Keith's quiet reply that he's remaining at Garrison over the summer break has a quick look pass between his parents, a follow-up question about what he's doing for dinner; Keith's panicked look betrays him. "You were going to skip, weren't you?" Shiro teases, knowing full well that the mess hall would be full of cadets and their families right now. The muttered denial dissuades no one, and Keith, looking a little shell-shocked, suddenly finds himself included in their dinner plans. His protests have no effect.
"You are far too skinny to skip a meal," Shiro's mother tells Keith firmly, "Now come; you need to eat something that can be classified as real food." Shiro rolls his eyes; his mother never let him forget that complaint from first-year.
Shiro answers Keith's whispered "If I promised to get dinner from the kitchen?" with a shake of his head, a wry chuckle, "Won't work. It won't be so bad, plus this will be a far better dinner than whatever the mess is putting out."
Talk at dinner moves towards his parents' jobs again, the neighbours. Questions about what Shiro will be doing now that he's graduated, speculation about what being a fighter pilot will be like. Keith's quiet, but listens intently. Shiro wonders fleetingly when the last time Keith sat at a dinner table like this, but lets it go, knows not to ask. So instead he mentions that Keith has already beaten one of his records, rest are in danger. Keith's blush flares in his parents' congratulations, his father's mock-relief that someone's finally taken his son down a peg. They all laugh, Keith grinning after a moment, joining in on the mirth.
At the end of the meal, when Keith has relaxed as much as he's going to, Shiro sees his mother eye his friend pensively.
"Do your hands get beat up by these weapons classes you all have to take?" She smiles kindly at Keith's shocked face. "I'm a nurse and a mother of a son who saw fit to test my patience and skills," Shiro blushes, Keith snorts, holds in the laughter, "I notice these things." Tells Keith that there are a couple pairs of old compression gloves of Shiro's lying around, still good; she'll mail them to Shiro, Keith can keep whichever pair fits.
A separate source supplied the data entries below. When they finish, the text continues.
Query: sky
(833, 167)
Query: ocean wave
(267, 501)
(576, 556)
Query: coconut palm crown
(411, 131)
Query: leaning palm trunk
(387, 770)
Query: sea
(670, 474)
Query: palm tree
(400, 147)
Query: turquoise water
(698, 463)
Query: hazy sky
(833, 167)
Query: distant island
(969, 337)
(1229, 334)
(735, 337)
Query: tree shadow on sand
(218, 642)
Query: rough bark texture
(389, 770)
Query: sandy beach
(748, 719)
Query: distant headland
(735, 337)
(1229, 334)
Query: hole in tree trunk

Waves away Keith's stammered thanks, then forces them to order dessert while she abstains; only coffee for her, cakes for the boys.
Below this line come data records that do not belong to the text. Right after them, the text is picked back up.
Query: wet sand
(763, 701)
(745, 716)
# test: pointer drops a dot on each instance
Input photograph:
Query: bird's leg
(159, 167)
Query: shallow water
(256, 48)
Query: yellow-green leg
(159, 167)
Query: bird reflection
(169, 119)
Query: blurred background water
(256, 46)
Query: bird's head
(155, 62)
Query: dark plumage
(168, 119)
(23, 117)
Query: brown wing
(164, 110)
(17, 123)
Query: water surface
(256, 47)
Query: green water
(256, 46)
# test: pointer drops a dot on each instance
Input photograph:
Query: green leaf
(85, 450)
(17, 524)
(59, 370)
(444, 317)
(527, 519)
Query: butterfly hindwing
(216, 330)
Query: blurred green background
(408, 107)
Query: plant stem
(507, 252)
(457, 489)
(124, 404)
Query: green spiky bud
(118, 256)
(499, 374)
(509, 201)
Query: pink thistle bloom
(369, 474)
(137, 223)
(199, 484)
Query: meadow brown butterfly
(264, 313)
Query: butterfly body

"I felt like the kids in Hansel and Gretal," Keith admitted the next day, "Though your mom seems nicer than the witch." Shiro bursts out laughing, both at the comparison and Keith's still shocked face.
"I'm pretty sure she doesn't know how to make gingerbread," he grins. "She tells everyone they're too skinny; it's a mom thing."
"I'll take your word for it," Keith sighs, and Shiro feels his stomach drop at the shadow falling on Keith's face.
"You don't have to say," he begins quietly after a moment, "but how old were you?"
"Week before I turned eight," Keith's voice is tight, but there's nothing defensive in his posture. "Birthday's been a sore spot ever since." There something behind that statement, but Shiro doesn't know how to excavate it, bring it out to the open. Doesn't know what to say either, just reaches out to grip Keith's shoulder, give what silent comfort he can. Keith looks over, smiles softly through the old pain reflecting in his eyes, and Shiro knows that he doesn't need to say anything. A few moments after he lets go, Keith looks over again, a smile unshadowed this time.
"Thanks for including me."
"Anytime," Shiro says, intent, serious. Then grins, teasing, "Can't have you wasting away, you're already too skinny."
Keith rolls his eyes, "Ass," he retorts, shoving Shiro towards the wall. But he's smiling and his eyes are dancing.